Ancien joueur et entraîneur de Montpellier, passé par l’OM, le PSG ou la Côte-d’Ivoire, Jean-Louis Gasset s’est éteint à 72 ans, vendredi 26 décembre. Emportant avec lui une passion dévorante et communicative pour le ballon rond et l’humain.

Il était une voix, éraillée, consumée par le tabac. Il était un visage, buriné par le temps et la vie au grand air, au plus près des terrains. Il était une casquette, aussi, vissée invariablement sur ce crâne transpercé par deux petits yeux bleus. Mais surtout, Jean-Louis Gasset était beaucoup de ce jeu, amoureux boulimique de ce ballon rond qui a tout ou presque construit de sa vie.
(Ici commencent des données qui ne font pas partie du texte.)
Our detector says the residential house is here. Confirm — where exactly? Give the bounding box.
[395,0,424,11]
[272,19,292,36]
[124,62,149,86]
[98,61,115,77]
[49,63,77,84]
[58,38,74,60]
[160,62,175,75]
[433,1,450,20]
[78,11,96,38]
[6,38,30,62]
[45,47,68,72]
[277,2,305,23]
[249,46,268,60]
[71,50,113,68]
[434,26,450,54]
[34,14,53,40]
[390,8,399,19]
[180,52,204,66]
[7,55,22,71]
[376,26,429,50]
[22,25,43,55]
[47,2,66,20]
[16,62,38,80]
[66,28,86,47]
Celle-ci, comme le ballon, a arrêté soudainement de rouler, vendredi.

L’ancien joueur, éducateur ou entraîneur du Montpellier Hérault SC, passé par l’Olympique de Marseille, le Paris Saint-Germain, Saint-Étienne ou la Côte-d’Ivoire, a tiré sa révérence à 72 ans, au lendemain du réveillon de Noël. Un ultime pied de nez d’un homme à part, tombé dans la marmite de la Paillade dès son plus jeune âge, dans les pas de son père Bernard, co-fondateur du club et immense ami de Louis Nicollin.

Après la retraite, l’improbable retour

“Louis et ton père peuvent être fiers. Repose-toi bien”, lui avait écrit en substance Colette Nicollin en avril dernier, au moment où Gasset raccrochait une toute dernière fois ses habits de coach pailladin. Il avait vu dans ces mots « le début de sa thérapie » après avoir bouclé la boucle là où tout avait commencé, à Montpellier.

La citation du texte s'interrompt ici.